Par un mémoire en défense enregistré le 11 décembre 2023, la SCCV 3 AE..., représentée par Me Garcia, conclut au rejet de la requête la ville de Lyon, à titre subsidiaire, à la condamnation la ville de Lyon à lui verser la somme de 2 200 183 euros et, en tout état de cause, à ce que soit mis à la charge solidairement de cette dernière et des intervenants volontaires le versement de la somme de 4 000 euros au titre des dispositions de l'article L. 761-1 du code de justice administrative.

Elle soutient que :

- les interventions volontaires sont irrecevables en l'absence d'intérêt à agir des intervenants et d'habilitation, par l'assemblée générale, du syndicat des copropriétaires de l'immeuble " le Patio " pour intervenir dans la présente instance ;

- les moyens invoqués ne sont pas fondés ;

- à titre subsidiaire, si la cour venait à infirmer le jugement du 29 décembre 2022 du tribunal administratif de Lyon quant à l'octroi du refus de permis de construire, elle condamnera la ville de Lyon à lui verser la somme de 2 200 183 euros en réparation des conséquences du refus de permis de construire.

Par une ordonnance du 4 décembre 2024 la clôture de l'instruction a été fixée au 28 janvier 2025.

Vu les autres pièces du dossier ;

Vu :

- le code de l'urbanisme ;

- la loi n° 65-557 du 10 juillet 1965 ;

- le décret n°67-223 du 17 mars 1967 ;

- le code de justice administrative ;

Les parties ayant été régulièrement averties du jour de l'audience ;

Après avoir entendu au cours de l'audience publique :

- le rapport de Mme Burnichon, première conseillère,

- les conclusions de Mme Djebiri, rapporteure publique,

- les observations de Me Duverneuil pour la ville de Lyon, de Me Grisel pour le syndicat des copropriétaires de l'immeuble " le Patio " et autres, et de Me Garcia pour la SCCV 3 AE....

Considérant ce qui suit :

1. La SCCV 3 AE... a déposé, le 2 juin 2020, une demande de permis de construire portant sur la démolition d'un bâtiment existant et la construction d'un immeuble de quinze logements, un local commercial, la création de quatorze aires de stationnement et l'affectation de deux places de stationnement pour une surface de plancher totale de 1 122 m² sur un terrain situé 3 AE... dans le 4ème arrondissement de Lyon.
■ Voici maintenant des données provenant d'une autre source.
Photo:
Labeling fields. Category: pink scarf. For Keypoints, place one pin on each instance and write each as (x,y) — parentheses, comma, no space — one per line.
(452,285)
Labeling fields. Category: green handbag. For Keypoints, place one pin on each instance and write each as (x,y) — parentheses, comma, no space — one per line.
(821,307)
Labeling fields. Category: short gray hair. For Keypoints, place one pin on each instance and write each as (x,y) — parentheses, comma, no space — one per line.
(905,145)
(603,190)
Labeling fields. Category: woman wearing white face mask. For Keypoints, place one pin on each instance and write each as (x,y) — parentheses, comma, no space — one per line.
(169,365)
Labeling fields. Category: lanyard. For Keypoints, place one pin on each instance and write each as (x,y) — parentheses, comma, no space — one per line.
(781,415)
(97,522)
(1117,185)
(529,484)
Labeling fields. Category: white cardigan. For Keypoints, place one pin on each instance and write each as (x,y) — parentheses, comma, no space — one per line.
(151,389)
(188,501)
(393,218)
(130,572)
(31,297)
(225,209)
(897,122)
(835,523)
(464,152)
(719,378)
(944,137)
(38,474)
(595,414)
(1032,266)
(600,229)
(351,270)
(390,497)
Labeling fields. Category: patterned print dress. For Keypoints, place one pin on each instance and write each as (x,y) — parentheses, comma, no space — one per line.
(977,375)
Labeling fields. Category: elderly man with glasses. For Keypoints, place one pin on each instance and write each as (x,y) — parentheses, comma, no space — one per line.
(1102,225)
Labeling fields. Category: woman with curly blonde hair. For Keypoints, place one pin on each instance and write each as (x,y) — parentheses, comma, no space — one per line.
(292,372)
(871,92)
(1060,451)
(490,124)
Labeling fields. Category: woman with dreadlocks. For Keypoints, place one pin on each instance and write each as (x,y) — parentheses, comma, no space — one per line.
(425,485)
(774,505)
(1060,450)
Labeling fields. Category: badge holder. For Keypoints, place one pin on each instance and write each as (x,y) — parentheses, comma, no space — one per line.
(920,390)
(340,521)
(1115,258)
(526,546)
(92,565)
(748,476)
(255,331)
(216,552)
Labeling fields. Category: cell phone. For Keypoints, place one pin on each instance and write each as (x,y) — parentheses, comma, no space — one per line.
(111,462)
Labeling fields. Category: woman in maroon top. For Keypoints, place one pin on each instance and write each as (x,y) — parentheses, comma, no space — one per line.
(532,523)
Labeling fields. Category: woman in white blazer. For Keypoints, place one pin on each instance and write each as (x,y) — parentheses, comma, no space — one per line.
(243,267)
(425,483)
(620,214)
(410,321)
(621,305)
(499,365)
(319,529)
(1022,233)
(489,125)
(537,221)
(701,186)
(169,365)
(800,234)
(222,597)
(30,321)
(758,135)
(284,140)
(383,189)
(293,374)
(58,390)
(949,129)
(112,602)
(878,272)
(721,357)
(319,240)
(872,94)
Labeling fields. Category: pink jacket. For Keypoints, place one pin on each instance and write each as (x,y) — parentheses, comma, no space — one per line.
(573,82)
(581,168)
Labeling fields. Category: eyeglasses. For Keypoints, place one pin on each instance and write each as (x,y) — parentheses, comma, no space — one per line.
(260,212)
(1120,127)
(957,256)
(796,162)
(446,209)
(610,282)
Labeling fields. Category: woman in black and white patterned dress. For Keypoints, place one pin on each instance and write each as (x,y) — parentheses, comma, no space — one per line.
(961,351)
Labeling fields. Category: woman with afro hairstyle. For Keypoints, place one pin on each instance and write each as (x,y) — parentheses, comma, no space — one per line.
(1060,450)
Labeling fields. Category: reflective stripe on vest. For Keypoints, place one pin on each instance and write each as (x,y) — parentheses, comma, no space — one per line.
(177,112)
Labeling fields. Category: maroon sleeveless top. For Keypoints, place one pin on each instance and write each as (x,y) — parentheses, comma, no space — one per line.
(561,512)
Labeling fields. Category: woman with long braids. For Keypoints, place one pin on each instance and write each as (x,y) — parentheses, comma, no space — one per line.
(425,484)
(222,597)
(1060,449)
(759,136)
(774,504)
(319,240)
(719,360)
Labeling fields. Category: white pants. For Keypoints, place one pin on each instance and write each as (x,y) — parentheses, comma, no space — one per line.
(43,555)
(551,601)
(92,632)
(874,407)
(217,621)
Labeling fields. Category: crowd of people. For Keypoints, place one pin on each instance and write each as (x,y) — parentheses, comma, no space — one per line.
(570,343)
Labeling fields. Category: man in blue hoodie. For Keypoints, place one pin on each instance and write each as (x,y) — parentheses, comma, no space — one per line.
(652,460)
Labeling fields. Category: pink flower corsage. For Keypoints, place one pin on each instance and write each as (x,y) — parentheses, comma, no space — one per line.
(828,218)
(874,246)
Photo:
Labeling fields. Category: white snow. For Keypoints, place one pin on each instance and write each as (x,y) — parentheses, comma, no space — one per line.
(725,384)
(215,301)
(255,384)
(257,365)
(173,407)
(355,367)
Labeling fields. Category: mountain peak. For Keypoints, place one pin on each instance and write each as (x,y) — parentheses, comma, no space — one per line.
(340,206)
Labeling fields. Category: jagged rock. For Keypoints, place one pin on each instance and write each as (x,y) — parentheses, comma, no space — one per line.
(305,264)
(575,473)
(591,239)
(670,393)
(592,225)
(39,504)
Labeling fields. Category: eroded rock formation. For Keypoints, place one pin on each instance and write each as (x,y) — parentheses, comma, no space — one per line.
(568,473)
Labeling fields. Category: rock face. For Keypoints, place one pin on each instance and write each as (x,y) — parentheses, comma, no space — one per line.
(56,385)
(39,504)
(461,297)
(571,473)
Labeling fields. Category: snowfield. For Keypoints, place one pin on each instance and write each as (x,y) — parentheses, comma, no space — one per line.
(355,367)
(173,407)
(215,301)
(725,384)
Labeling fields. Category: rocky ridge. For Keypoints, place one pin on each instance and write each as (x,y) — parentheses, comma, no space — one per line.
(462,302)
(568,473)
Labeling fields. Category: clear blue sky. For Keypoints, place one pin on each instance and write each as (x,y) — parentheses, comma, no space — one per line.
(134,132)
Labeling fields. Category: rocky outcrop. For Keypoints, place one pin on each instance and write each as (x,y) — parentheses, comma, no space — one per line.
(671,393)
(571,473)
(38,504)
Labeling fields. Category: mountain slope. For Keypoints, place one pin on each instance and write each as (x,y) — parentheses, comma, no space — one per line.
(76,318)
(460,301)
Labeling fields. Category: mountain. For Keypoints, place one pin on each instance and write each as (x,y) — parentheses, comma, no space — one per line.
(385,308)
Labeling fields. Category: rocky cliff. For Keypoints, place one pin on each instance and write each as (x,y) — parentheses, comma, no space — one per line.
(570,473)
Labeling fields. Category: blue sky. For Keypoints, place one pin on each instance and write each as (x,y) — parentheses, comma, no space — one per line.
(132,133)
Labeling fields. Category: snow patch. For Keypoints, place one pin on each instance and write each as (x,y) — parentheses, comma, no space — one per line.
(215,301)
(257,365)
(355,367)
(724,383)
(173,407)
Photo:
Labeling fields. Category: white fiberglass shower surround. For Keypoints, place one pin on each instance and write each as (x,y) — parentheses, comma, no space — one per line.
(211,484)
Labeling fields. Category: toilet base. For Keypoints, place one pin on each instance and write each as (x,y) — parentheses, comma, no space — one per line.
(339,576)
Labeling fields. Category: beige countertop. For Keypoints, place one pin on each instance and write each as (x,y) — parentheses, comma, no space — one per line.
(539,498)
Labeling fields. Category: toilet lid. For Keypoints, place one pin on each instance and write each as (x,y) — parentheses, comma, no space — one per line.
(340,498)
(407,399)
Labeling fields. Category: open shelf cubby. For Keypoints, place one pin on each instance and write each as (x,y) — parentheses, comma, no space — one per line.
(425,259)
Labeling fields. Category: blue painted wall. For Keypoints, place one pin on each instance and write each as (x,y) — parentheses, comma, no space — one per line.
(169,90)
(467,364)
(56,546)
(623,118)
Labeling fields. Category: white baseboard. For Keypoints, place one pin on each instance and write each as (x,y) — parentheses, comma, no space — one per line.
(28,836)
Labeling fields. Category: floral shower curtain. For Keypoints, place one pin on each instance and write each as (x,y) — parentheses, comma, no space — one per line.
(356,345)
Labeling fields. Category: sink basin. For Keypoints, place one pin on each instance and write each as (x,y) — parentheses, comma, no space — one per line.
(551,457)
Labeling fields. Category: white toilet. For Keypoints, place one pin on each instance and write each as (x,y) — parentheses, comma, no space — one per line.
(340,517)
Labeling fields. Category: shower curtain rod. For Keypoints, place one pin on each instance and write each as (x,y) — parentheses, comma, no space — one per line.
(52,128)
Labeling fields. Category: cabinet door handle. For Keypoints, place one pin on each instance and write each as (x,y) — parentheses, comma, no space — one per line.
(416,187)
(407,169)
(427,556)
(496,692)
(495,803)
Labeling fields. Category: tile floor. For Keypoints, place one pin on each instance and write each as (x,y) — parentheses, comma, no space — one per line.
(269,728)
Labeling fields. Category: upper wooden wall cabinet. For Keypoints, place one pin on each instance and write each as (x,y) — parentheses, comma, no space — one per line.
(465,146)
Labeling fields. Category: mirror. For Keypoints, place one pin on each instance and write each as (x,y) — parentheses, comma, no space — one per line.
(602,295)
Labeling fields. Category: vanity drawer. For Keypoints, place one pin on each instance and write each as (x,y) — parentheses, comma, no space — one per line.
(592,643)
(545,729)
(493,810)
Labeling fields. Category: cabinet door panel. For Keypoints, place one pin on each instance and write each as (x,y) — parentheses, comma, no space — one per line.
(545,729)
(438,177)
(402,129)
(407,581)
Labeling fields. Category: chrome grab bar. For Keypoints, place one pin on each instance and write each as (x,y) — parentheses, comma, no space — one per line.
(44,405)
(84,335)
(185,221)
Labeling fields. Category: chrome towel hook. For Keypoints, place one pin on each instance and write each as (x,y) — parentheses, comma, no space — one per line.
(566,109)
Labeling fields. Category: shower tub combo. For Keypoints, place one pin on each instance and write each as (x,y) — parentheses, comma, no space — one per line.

Par un arrêté du 20 octobre 2020, le maire de Lyon a refusé de délivrer le permis de construire sollicité. La SCCV 3 AE... a demandé au tribunal administratif de Lyon d'annuler cet arrêté ainsi que le rejet de son recours gracieux et de condamner la ville de Lyon à lui verser la somme de 2 200 183 euros en réparation des préjudices qu'elle estime avoir subis. Par un jugement du 29 décembre 2022, le tribunal administratif de Lyon a annulé l'arrêté du 20 octobre 2020 ainsi que la décision de rejet du recours gracieux de la SCCV 3 AE..., a enjoint au maire de Lyon de délivrer le permis de construire sollicité dans un délai d'un mois à compter de sa notification et a rejeté le surplus des conclusions de la SCCV 3 AE.... La ville de Lyon relève appel de ce jugement en tant que le tribunal administratif de Lyon a annulé l'arrêté du 20 octobre 2020 et lui a enjoint de délivrer à la SCCV 3 AE... le permis de construire sollicité. En défense, la SCCV 3 AE... conclut au rejet de la requête de la ville de Lyon et à titre subsidiaire, demande à la cour de condamner la ville de Lyon à lui verser la somme de 2 200 183 euros en réparation de son préjudice.

Sur l'appel principal :

Sur la recevabilité des interventions :

2. D'une part, en vertu de l'article 18 de la loi du 10 juillet 1965 fixant le statut de la copropriété des immeubles bâtis, le syndic représente le syndicat des copropriétaires en justice. Aux termes de l'article 55 du décret du 17 mars 1967 pris pour l'application de cette loi : " Le syndic ne peut agir en justice au nom du syndicat sans y avoir été autorisé par une décision de l'assemblée générale. / Une telle autorisation n'est pas nécessaire pour les actions en recouvrement de créance, la mise en œuvre des voies d'exécution forcée à l'exception de la saisie en vue de la vente d'un lot, les mesures conservatoires et les demandes qui relèvent des pouvoirs de juge des référés, ainsi que pour défendre aux actions intentées contre le syndicat. / Dans tous les cas, le syndic rend compte à la prochaine assemblée générale des actions introduites ". Il résulte de ces dispositions que, dans les cas où une autorisation est requise, le syndic, agissant au nom de la copropriété, est tenu de disposer, sous peine d'irrecevabilité de sa demande, d'une autorisation formelle de l'assemblée générale des copropriétaires pour agir en justice en son nom, habilitation qui doit préciser l'objet et la finalité du contentieux engagé. Le pouvoir ainsi donné au syndic est compris dans les limites qui ont, le cas échéant, été fixées par la décision de l'assemblée générale.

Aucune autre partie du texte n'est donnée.